Stan is AKA Stan Lee Marvel Comics

True Story!
Sure,.... I'm in here all the time, I advertise here silly. Even before that, I did over a decade of the good Samaritan tour. Just keep in mind why I became an advertiser here. Please verify it.

It was to give free product away! The post was black holed because the advertisers were pissed.
See I wasn't making money I was just giving.

So guess what? Your rant isn't working.

You've been served. Smokem up! You need to chill out and make some more ground wire repairs.
http://www.youtube.com/watch?v=xk6Bp3gi_7s


----------



## vortexpert. (Sep 27, 2009)

jack there is 1 thing i need to know that is driving me crazy...
how do you only have a post count of 0.91 post a day when i come in to the vcsd forum and you post a billion times a day?


----------



## Novo1.8T (Nov 28, 2006)

Jack, sorry for calling you a liar, that was uncalled for and rude, I sincerely apologize.


Just to clarify what I meant by those cars being on there 3rd ECM:
-Vehicle lost throttle response, it's original ECM (#1) damaged by O2 sensor. Gets diagnosed, ECM (#2) installed and then gets damaged by rear O2. More diagnosis, ECM (#3) installed and then damaged by rear O2. No throttle response and same DTCs with all 3 ECMs


----------



## RichardSEL (Apr 5, 2010)

RichardSEL said:


> All very fascinating...
> 
> But it would be even more useful if there were a simple "how to" on adding the fuses to the O2 circuits.
> For a simpleton like me. You guys have convinced me. I want to do it
> ...


----------



## stan067 (Feb 25, 2010)

Richard if your O2 wire is fine and untouched there is no need.
Most of the time its damaged wires that causes this by bad installing of an exhaust.
Kid's with there kiddy exhaust not doing it right!

You modified your Vin so I don't know the year or car you have.
I have only seen this in 1.8 turbo motors and from your scan that’s not you.

Some one else will have to tell you if you need to do it but I think you are fine.

Good Luck


----------



## RichardSEL (Apr 5, 2010)

stan067 said:


> Richard if your O2 wire is fine and untouched there is no need.
> Most of the time its damaged wires that causes this by bad installing of an exhaust.
> Kid's with there kiddy exhaust not doing it right!
> 
> ...


Thanks for your reply Stan.

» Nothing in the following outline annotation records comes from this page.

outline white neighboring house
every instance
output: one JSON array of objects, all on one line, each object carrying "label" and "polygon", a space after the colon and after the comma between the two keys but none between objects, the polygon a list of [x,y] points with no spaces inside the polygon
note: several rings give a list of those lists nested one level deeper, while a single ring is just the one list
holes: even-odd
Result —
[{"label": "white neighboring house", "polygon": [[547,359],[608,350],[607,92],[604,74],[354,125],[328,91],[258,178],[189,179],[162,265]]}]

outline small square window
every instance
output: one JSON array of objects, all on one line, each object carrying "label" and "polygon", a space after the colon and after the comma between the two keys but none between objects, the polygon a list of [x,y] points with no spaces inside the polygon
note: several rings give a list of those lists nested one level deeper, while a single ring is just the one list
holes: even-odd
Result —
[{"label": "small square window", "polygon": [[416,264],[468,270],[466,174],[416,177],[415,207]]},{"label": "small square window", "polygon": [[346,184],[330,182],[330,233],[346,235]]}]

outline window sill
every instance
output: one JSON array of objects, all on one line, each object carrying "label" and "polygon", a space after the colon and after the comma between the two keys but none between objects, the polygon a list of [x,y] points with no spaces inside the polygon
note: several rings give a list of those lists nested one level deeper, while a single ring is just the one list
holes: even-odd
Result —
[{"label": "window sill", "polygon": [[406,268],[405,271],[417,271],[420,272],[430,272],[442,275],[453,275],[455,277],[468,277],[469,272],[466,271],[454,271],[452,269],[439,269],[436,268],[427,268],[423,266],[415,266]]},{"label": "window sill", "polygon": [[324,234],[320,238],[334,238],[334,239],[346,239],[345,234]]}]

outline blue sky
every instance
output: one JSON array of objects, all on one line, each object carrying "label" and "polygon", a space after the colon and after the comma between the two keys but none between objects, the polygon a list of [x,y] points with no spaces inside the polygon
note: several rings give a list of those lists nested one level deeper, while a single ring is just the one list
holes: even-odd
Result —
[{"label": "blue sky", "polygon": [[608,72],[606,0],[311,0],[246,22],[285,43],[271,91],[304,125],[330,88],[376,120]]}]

I think you too posted a location, but me not being a vehicle techie
(I did ships' radio & radar) didn't quite understand where you meant. 
Havn't done a streight thru exhaust since I was a kiddie (Chevvy short block V8 x2, they did
sound good, "illegal" nowadays though ;-)
Mine's a '06 2L tFSI -- there's not much chance of VIN theft but took it out anyways realising the
possibility: WVWZZZ3CZ6E197007

Your reassurance is welcome!
RichardSEL


----------



## stan067 (Feb 25, 2010)

That was part of the argument.
Me and Jack said add fuse to the heater circuit for the O2.
Nova pointed out that it was power to the O2 heater and other stuff and that all the parts in the circuit were fused. And he was correct.

The O2 works best hot but takes a long time to get hot from the exhaust heat.
So they added an internal heater to the O2 to help heat it faster.
So two of the wires on a O2 sensor are for the heater circuit. 
On the 1.8 T motor power comes from the fuel pump relay so if the pump is running the O2 heater has power.
The ground to the heater is from the ECU to turn the heater on and off as needed.

Shorting the power wire to any other wires in the O2 can short anything connected to them. (The O2 wiring harness melting to the exhaust manifold because of bad install.)

That part of the argument was never settled in the post.
Now that you asked and all the infighting is done…I feel round 2 coming Ding! Ding! Who’s on the table next?

Go back read what Nova wrote he had a good point.

Again I am talking about a 1.8T not your car!
As I stated before I am not dealer trained or have the access to dealer stuff! 
I don’t know your car as well because they are just starting to come to me once they get older. It takes 5 to 6 years that’s new to me and I have to learn them. So I can’t advise you on your car.

Good Luck


----------



## [email protected] Parts (Nov 27, 2006)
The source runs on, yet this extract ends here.